25 February 2015

Sample press release

FOR IMMEDIATE RELEASE / Friday, February 27, 2015

Senior art student presents capstone exhibit of digital artwork and animation after a 30-year interruption

Show runs March 15-30; Free opening reception set for March 16


Contacts: Patrick Williams, MSUB University Relations and Communications, 406.657.2270


"Just Forget", digital mixed media.

"Cannot Hold", vector graphic

Art student Patrick Williams will present his senior capstone exhibit, "Cognitive Divergence," March 15-30 in the student gallery on the first floor of the Liberal Arts building on the Montana State University Billings campus.

An opening reception, free and open to the public, will be held March 16 from 5 to 7 p.m. Refreshments (sadly, non-alcoholic) will be served.

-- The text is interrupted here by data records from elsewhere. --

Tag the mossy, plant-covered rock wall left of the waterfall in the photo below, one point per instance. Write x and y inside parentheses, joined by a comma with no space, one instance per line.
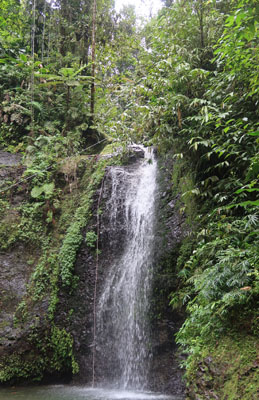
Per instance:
(39,239)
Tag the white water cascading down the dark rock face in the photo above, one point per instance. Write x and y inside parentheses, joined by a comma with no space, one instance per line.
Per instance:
(123,333)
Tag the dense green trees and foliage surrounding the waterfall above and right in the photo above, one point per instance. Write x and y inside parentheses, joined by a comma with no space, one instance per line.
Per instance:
(186,82)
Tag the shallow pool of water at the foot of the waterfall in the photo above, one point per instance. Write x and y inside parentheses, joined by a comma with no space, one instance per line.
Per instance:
(62,392)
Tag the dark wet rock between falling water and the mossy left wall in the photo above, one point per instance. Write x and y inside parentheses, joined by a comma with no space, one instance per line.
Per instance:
(111,239)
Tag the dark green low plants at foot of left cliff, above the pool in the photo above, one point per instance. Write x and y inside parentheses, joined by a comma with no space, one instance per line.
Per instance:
(41,353)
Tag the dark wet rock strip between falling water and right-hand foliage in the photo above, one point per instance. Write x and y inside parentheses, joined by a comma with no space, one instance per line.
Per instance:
(166,375)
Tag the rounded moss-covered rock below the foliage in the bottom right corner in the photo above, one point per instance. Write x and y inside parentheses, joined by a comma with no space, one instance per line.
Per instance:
(225,370)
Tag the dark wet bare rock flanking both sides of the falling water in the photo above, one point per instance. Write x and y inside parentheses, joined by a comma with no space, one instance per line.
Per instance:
(165,374)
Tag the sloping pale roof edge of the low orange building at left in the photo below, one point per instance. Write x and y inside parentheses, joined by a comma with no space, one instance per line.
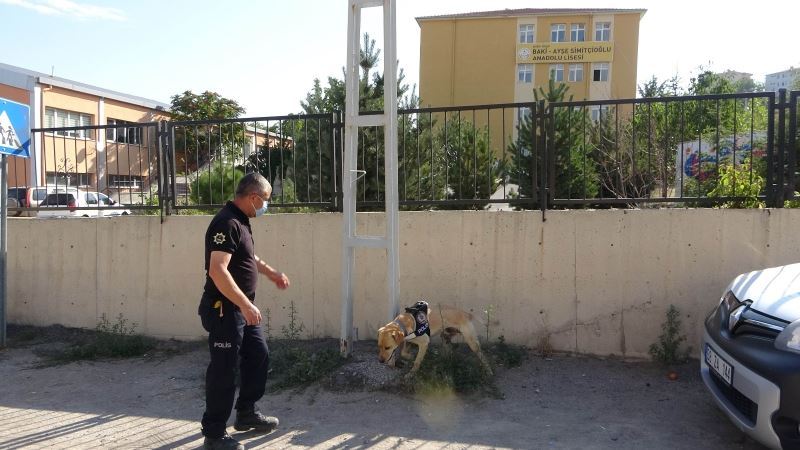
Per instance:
(19,77)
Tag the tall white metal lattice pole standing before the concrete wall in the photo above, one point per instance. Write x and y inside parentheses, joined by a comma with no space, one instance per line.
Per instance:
(352,121)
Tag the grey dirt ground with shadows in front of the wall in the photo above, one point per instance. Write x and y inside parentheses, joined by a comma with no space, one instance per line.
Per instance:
(562,402)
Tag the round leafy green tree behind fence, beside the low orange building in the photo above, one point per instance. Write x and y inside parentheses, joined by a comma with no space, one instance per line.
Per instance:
(197,144)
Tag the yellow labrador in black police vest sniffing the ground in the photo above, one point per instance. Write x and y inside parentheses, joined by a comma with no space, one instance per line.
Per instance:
(410,327)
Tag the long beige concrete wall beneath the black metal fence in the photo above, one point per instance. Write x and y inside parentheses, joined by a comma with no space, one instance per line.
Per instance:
(595,281)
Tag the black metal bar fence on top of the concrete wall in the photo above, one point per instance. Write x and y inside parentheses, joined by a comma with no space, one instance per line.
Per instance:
(731,150)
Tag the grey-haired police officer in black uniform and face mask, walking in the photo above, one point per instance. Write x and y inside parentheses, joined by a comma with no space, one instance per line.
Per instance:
(232,319)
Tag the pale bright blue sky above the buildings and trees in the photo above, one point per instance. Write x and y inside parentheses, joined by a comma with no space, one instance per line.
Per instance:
(266,54)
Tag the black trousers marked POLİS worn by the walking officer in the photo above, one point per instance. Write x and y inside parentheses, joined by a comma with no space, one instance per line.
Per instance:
(232,343)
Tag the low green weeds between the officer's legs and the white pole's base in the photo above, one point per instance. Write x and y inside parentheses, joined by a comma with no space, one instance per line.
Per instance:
(295,365)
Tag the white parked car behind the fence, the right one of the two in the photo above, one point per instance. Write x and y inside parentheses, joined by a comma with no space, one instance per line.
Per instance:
(78,203)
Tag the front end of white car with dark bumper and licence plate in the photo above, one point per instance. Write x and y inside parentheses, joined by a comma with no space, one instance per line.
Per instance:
(751,355)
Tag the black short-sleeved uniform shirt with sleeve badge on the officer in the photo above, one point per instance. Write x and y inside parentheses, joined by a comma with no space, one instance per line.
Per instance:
(230,232)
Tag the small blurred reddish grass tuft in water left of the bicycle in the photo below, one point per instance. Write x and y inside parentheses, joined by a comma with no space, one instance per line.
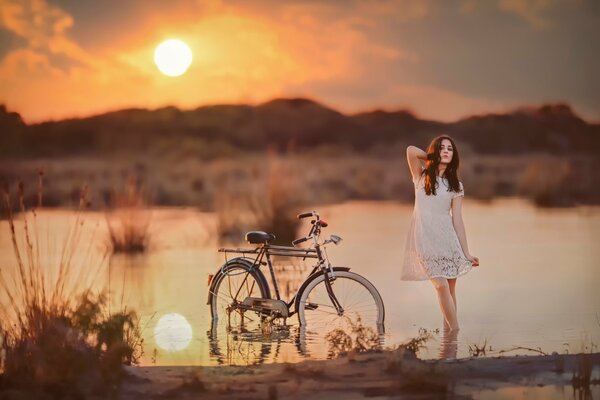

Williams' art education was interrupted when he took a summer job as a graphic artist in 1985, and forgot to quit for nearly 30 years. The digital revolution during that time saw an unprecedented change in the tools available to artists, and Williams changed his skill set and focus along with it.

"I originally planned a concentration in drawing, with a lot of photography and sculpture thrown into the mix. Then, as digital tools appeared, and I was required to learn them for my career as a commercial artist, my fine art began to use more new media and fewer traditional materials. When I finally decided to return to school and finish my degree, and discovered that a new media concentration was an option, the choice was obvious."

The exhibition features two distinct styles.The first, a series of intensely-complex vector graphics and animations, are strongly influenced by the Op Art movement in the 1960s, and the work of Bridget Riley in particular. The second is a series of more personally emotional pieces, which combine 3-D rendered imagery, photography, and digital painting, all layered onto images of rust and corrosion.

"The two styles of art reflect two very different aspects of my personality and creativity. The Op Art-influenced pieces are an exploration of the creativity from the rational, analytical, and mathematical parts of myself -- even though artists are rarely mathematically-inclined, that part of me has always needed a creative outlet, just as much as the more traditionally emotive artist part of me."

Both sets of images are unified by the way they explore the boundaries of perception, where depth and motion and color are often filled in by the mind where they don't actually exist. "I try to find the places where years of experience seeing have taught us to interpret patterns of light and dark as indicative of a specific type of motion or depth -- and then to change the rules, so the brain still sees those things, even when faced with a reality where they don't exist."

1 comment:

  1. Well done, Patrick. You did a great job bringing these two different ideas/themes of artwork together in a brief, concise statement.